積み残した問題をあとから振り返ってみればわかること

シンプル思考は、このようにたとえば「原因はわからない」としたままでも、ゴールに向かって進むようなパワフルな考え方です。枝葉末節は後回しにします。優先順位の低いものは後回しにします。

ただし、くれぐれも、これは「ドライに割り切る」ことではありません。人間の心はそう単純ではないのです。割り切れない思いが残ります。ひっかかりが残ります。スッキリしない気持ちが残ります。

こうしたものは、ゴールに向かっている間はとりあえず保留して、進めるだけ進むわけですが、ゴールしたあとには考慮してもいいことです。「いまさら」とか「蒸し返すのか」と言われたとしても、人間は心があるから人間なのです。ゴールすればすべて忘れるというわけにはいかないのです。生きている限り、気になることは気になるのです。

それでも、ゴールしてみると、周囲の景色ががらりと変わることはよくあること。ゴール寸前までは、あれだけ苦しかったのに、ゴールしたとたん、体がすごく楽になっていることも多いのです。それだけ、ゴールに向かって進むことそのものが、大きな負担になっていたのです。

前に進むことそのものが、大きな負担なのですから、そのときに、それ以上の重荷を負う必要はありません。宅配便で先送りしておけばいいのです。「向こうに着いたら、開けてみればいい」と。

さてゴール。進むための重荷はもうありません。ゆっくり、以前に送っておいた荷物を開けることができます。ですが、全部を開けなくてもいいかもしれません。ゴールしたときには、問題の多くは解決しているはずです。解決した時点から見れば、いまさら考える必要のないことも多いのです。

同時に、「あれはこういうことだったのか」と腹に落ちることも多いでしょう。それまであったわだかまりが、当時の追い詰められた中での感情的な問題や、誤解、すれ違いなどから生じたものであって、ゴールしてしまうと「バカバカしい」とわかったりします。

学生の場合は、テストの前によく生じることです。「これが解決しないとテストで困る」と思い詰めるようなこと。もちろん、時間がないのでモヤモヤしたまま放置せざるを得ないのですが、テストが終わってしまうと「あんなこと、なにも関係のないことだったんだ」と気づいたりもします。

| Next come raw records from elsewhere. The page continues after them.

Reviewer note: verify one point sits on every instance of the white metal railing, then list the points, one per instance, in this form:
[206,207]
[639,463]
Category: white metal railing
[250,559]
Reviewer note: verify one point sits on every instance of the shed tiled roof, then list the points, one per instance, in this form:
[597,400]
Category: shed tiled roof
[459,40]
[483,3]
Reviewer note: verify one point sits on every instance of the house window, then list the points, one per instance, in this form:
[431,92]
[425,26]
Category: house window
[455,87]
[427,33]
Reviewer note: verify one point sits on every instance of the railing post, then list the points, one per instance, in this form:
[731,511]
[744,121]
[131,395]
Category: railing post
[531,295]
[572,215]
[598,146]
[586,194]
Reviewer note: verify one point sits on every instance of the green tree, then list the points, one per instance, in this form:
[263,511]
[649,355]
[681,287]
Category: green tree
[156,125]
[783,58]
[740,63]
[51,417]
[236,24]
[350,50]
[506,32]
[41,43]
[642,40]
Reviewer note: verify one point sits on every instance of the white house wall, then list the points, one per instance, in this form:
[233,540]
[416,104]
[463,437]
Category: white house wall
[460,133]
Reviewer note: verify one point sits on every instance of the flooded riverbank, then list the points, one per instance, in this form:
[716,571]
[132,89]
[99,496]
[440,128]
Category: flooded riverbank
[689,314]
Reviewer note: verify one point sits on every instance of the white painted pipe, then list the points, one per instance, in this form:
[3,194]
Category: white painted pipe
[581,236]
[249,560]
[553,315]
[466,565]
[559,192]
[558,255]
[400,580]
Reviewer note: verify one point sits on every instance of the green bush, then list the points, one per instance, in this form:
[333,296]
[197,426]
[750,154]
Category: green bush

ただ、進行中のときは「気になってしょうがない」という場合もありますので、とりあえず「ゴールしたら開けること」といったノートを作るなどして、気になることや、解決できない問題、究明したい原因などをメモしておくといいと思います。

ゴールしたあと、そのメモを見て、いまでもやっぱり重要だと思うことには、取り組んでみることです。それ以外はもう、取り組む必要はないでしょう。むしろ「こんなどうでもいい問題に取り組まなくてよかった」と安堵してもいいと思います。それだけ時間も労力も節約できたのです。これはシンプル思考をやっていくと、しだいに身についてきて、いずれは最初の段階で「これはやらなくてもいいかも」と直感で判断できるようになる人もいます。